Since I was already on CD2, I made an emergency run to the grocery store to replenish my stock of pomegranate juice, and also pick up things that are supposed to help thicken your lining that I didn't do last time. From now until my ultrasound next Friday, my daily regimen includes...

8 oz. of pomegranate juice
1,000 mg of red raspberry leaves
600 IU of Vitamin E
3,000 mg of l-arginine
4-5 Brazil nuts
Warm compresses
Fertility massage
Lots of water
Orgasms (this article quotes a sexologist...that's a thing?! I do not recall seeing that as an option when I chose my elementary education major...I missed out!)

Whew. That's a long list. But it doesn't take a whole lot of effort to do it, and if it works, well, it's all absolutely worth it. I'm still searching to see if there's anything else I can do. I'm hoping that every cycle I get further away from having an IUD, being on the pill, or being on Lupron will help my lining thicken too. It's so frustrating and I never saw this coming when I decided to start the surrogacy process!

Monday, September 9, 2013

Hey Girl....Nice Uterus!!!

Whose uterus has proven her loveliness?!?!?!?!

This girl, right here!!!


My ultrasound measured my uterine lining at 7.4 mm!!! That's the highest it's ever been and would have been high enough by my former RE's standards to do an embryo transfer!

The office was playing the typical elevator music, and I swear this is all I wanted to do as I walked past the nurses....



In addition to the home remedies, I also used the Estrace prescribed for my previous medicated cycle. Instead of using it twice a day, I did it three times a day (which is what the prescription label said anyway). This just goes to show that with a tweak in my meds, we could have gotten where we needed to be to transfer.

As excited as I am right now, it's a little bittersweet too. We could have still been on track for an early October embryo transfer, like we planned. Instead, I am signing on with a new agency and hoping to be rematched soon, and J&S are (I'm assuming) being rematched and will then be going through the entire surrogate screening process (MMPI psych exam, medical screening in CT, etc.) again. But everything happens for a reason, and I will be matched with amazing IF's soon, I know it! I have had weeks of sleepless nights since my match was "broken" and I'm looking forward to a good night's sleep tonight!

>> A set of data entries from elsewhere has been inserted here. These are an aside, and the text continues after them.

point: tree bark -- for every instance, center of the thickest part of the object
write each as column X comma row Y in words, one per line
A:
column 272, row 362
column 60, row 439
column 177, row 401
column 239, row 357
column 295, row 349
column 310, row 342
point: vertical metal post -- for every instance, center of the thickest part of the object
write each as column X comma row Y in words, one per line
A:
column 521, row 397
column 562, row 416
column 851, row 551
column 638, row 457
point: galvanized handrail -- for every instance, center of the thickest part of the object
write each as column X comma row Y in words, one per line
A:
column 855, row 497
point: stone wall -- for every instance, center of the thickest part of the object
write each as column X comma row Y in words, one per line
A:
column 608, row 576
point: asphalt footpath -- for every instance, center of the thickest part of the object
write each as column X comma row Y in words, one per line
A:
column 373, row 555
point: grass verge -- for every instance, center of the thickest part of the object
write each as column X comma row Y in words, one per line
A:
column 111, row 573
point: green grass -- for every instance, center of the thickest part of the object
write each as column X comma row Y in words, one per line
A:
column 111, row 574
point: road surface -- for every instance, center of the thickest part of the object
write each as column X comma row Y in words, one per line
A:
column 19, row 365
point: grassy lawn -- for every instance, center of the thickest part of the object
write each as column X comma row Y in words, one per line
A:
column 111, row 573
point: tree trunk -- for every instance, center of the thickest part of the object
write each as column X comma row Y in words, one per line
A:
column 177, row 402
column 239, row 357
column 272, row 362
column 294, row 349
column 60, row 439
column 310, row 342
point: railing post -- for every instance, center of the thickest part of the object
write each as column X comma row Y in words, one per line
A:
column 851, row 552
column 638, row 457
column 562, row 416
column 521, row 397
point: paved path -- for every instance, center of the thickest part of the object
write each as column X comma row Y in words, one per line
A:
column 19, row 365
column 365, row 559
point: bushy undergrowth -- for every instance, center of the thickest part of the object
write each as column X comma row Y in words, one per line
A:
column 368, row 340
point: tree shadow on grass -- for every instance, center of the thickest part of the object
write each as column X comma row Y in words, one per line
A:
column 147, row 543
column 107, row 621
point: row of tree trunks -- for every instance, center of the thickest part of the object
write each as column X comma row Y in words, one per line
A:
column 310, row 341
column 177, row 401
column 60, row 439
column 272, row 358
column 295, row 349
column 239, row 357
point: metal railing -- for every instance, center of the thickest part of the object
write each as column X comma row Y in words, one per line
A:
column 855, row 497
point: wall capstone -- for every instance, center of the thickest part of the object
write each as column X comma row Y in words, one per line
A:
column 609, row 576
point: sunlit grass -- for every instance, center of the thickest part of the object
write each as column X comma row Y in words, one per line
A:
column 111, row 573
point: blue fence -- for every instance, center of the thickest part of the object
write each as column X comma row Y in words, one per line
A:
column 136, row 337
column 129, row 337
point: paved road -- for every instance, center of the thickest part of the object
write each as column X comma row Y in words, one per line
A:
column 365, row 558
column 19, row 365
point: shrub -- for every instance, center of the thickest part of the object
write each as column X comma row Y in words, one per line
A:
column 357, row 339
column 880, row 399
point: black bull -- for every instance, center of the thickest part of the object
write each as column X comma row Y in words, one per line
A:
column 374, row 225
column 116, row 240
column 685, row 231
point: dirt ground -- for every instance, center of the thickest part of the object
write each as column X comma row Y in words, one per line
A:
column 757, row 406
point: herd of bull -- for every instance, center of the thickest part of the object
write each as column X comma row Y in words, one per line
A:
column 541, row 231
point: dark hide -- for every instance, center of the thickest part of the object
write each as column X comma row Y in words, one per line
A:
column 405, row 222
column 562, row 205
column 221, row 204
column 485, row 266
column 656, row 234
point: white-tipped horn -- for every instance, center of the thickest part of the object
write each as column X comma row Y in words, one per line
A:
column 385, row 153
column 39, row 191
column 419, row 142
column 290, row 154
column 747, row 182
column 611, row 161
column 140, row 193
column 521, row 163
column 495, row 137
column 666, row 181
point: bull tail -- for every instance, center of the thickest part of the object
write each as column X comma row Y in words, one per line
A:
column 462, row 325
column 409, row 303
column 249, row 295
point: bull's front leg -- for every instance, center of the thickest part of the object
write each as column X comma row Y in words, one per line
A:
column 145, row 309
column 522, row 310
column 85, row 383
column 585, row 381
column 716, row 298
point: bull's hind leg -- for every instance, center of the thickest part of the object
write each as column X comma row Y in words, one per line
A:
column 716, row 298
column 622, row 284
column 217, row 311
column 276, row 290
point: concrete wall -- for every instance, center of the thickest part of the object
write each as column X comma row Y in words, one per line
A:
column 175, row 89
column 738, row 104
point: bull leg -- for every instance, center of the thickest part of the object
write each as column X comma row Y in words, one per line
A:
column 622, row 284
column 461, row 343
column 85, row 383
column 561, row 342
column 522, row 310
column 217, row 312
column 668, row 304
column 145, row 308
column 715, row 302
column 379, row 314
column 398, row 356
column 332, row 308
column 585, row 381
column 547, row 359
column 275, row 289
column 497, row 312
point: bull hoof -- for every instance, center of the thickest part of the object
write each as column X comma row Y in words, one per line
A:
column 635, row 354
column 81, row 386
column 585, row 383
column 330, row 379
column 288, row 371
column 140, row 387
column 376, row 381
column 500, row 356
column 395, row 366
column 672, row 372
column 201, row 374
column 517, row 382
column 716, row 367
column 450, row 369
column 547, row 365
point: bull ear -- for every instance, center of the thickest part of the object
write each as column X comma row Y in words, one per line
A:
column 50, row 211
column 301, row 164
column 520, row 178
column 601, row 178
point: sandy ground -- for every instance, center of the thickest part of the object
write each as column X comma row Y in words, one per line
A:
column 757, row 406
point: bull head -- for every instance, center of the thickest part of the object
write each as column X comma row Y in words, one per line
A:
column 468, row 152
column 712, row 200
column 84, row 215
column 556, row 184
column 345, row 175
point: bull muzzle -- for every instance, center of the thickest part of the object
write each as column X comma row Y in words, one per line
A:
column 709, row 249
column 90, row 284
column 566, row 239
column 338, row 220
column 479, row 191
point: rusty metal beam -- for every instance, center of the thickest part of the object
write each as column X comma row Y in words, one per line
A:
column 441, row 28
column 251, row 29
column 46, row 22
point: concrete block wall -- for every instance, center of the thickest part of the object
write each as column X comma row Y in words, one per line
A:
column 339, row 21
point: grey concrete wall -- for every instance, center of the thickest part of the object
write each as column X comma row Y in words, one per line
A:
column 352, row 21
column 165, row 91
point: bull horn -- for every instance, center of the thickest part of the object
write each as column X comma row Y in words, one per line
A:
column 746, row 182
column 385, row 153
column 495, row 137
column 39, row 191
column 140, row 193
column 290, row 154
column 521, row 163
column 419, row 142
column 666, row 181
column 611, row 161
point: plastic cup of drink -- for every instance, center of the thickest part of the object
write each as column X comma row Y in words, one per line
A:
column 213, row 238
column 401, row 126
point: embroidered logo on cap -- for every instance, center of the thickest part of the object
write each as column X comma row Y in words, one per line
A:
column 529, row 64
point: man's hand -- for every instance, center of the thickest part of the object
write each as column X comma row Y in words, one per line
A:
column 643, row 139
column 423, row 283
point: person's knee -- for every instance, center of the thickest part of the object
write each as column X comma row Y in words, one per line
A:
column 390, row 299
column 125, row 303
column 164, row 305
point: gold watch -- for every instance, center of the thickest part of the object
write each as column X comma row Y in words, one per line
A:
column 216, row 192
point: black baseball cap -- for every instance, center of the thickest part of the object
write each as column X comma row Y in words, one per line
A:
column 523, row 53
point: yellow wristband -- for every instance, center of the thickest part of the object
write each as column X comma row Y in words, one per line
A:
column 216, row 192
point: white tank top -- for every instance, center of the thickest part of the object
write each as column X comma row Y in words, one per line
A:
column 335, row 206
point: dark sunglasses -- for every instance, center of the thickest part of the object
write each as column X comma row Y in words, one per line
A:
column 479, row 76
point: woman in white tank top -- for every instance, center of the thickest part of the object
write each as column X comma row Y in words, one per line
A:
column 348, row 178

I am so glad that I didn't give up on my dream of being a surrogate!

Thursday, September 5, 2013

Awesome OB and Home Remedies

I saw my regular OB yesterday, who is so supportive of my surrogacy journey (when I first asked him if he'd be comfortable with me doing surrogacy for gay men, his response was so heartfelt--see that post here). I told him what happened with my lining issues, and that I wanted to monitor my own cycle and get an ultrasound done next week to check my lining. He was all for it, told me to stop saying my lining has "issues" since you can't really make that assumption off of one unsuccessful medicated cycle, and that he would be happy to send me for an ultrasound on Monday so my "lovely uterus can prove herself!"

This is probably completely unnecessary since an RE accepted me anyway and the overwhelming majority of the agencies see no problem with me being a surrogate, but I'm really curious just to see. I have to admit, as excited as I am to be taking all these big steps forward, I'm nervous that it will STILL show thin lining on Monday...which means this disgusting crap I've been doing every night didn't work.



                                     

That stuff has some pucker power, let me tell ya. I only have to drink a tiny cup, but I can't get through four or five gulps without stopping because it's so tart! I mentioned this to my OB, who said, "Hmm, I had it with a mimosa yesterday and it was fine!" Damn it! That's what I should have been doing--mimosas!!

So here's my daily/nightly home remedy routine (in no particular order):

8 oz of 100% pomegranate juice
1000 mg of red raspberry leaves (I opted for the capsules instead of the tea)
Plenty of water
Yoga
Warm rice pack

Seems there was something else...what was it....oh yes.


Orgasms.

Every day.

Yep.


You know, to increase blood flow. Yeah, that's why. Really it is.